Food Hawkers Selling in the Streets from Antiquity to the Present

Edited By Melissa Calaresu, Danielle van den Heuvel Copyright 2016
    270 Pages
    by Routledge

    270 Pages
    by Routledge

    Street vendors are ubiquitous across the world and throughout history. They are part of almost any distribution chain, and play an important role in the marketing of consumer goods particularly to poorer customers. Focusing on the food trades, this multi-disciplinary volume explores the dynamics of street selling and its impact on society. Through an investigation of food hawking, the volume both showcases the latest results from a subject that has seen the emergence of a significant body of innovative and adventurous scholarship, and advances the understanding of street vending and its impact on society by stimulating interdisciplinary and cross-disciplinary discussions. Covering a time span of approximately two millennia, from antiquity to the present, the book includes chapters on Europe and Asia, and covers a diverse range of themes such as the identity of food sellers (in terms of gender, ethnicity, and social status); the role of the street seller in the distribution of food; the marketing of food; food traders and the establishment; the representation of food hawkers; and street traders and economic development. By taking a dynamic approach, the collection has enabled its contributors to cross disciplinary boundaries and engage in discussions which extend beyond the limits of their own academic fields, and thus provide a fresh appreciation of this ancient phenomenon.
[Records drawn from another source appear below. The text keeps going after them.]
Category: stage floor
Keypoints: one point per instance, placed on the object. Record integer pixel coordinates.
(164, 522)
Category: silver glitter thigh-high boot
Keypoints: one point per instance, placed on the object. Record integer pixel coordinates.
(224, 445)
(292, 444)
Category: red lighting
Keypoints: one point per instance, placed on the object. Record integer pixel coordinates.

    Contents: Introduction: food hawkers from representation to reality, Melissa Calaresu and Danielle van den Heuvel; Representations of food hawkers in ancient Rome, Claire Holleran; Quodlibets and fricassées: food in musical settings of street cries in early modern England, Deborah L. Krohn; Street cries on the frozen Thames: food hawkers at London frost fairs, 1608-1814, Ivan Day; Food, markets, and people: selling perishables in urban markets in pre-industrial Holland and England, Danielle van den Heuvel; Food selling and urban space in early modern Naples, Melissa Calaresu; The myth of la Belle Madeleine: street culture and celebrity in 19th-century Paris, Tom Stammers; The street food sector in Vietnam: serious business for women entrepreneurs, Annemarie M.F. Hiemstra; Street-food hospitality in contemporary Calcutta, Manpreet Janeja; Negotiating gendered spatial boundaries: women’s food-hawking in Penang, Malaysia, Anja Franck; Select bibliography; Index.

    Biography

    Melissa Calaresu is a Fellow and Lecturer in History at Gonville and Caius College, Cambridge, and has written on the Grand Tour, historical and autobiographical writing, urban space, reform to revolution, and most recently, the making and eating of ice cream in eighteenth-century Naples. She is co-editor of Exploring Cultural History: Essays in Honour of Peter Burke (2010), New Approaches to Naples c.1500-c.1800: The Power of Place (2013), and the catalogue for the Fitzwilliam Museum exhibition, Treasured Possessions from the Renaissance to Enlightenment (2015).

    Danielle van den Heuvel is Senior Lecturer in early modern European History at the University of Kent. Her publications include the award-winning Women and Entrepreneurship. Female traders in the Northern Netherlands, 1580-1815 (2007), and cover retailing, food markets, and informality in the context of the Dutch Republic and beyond.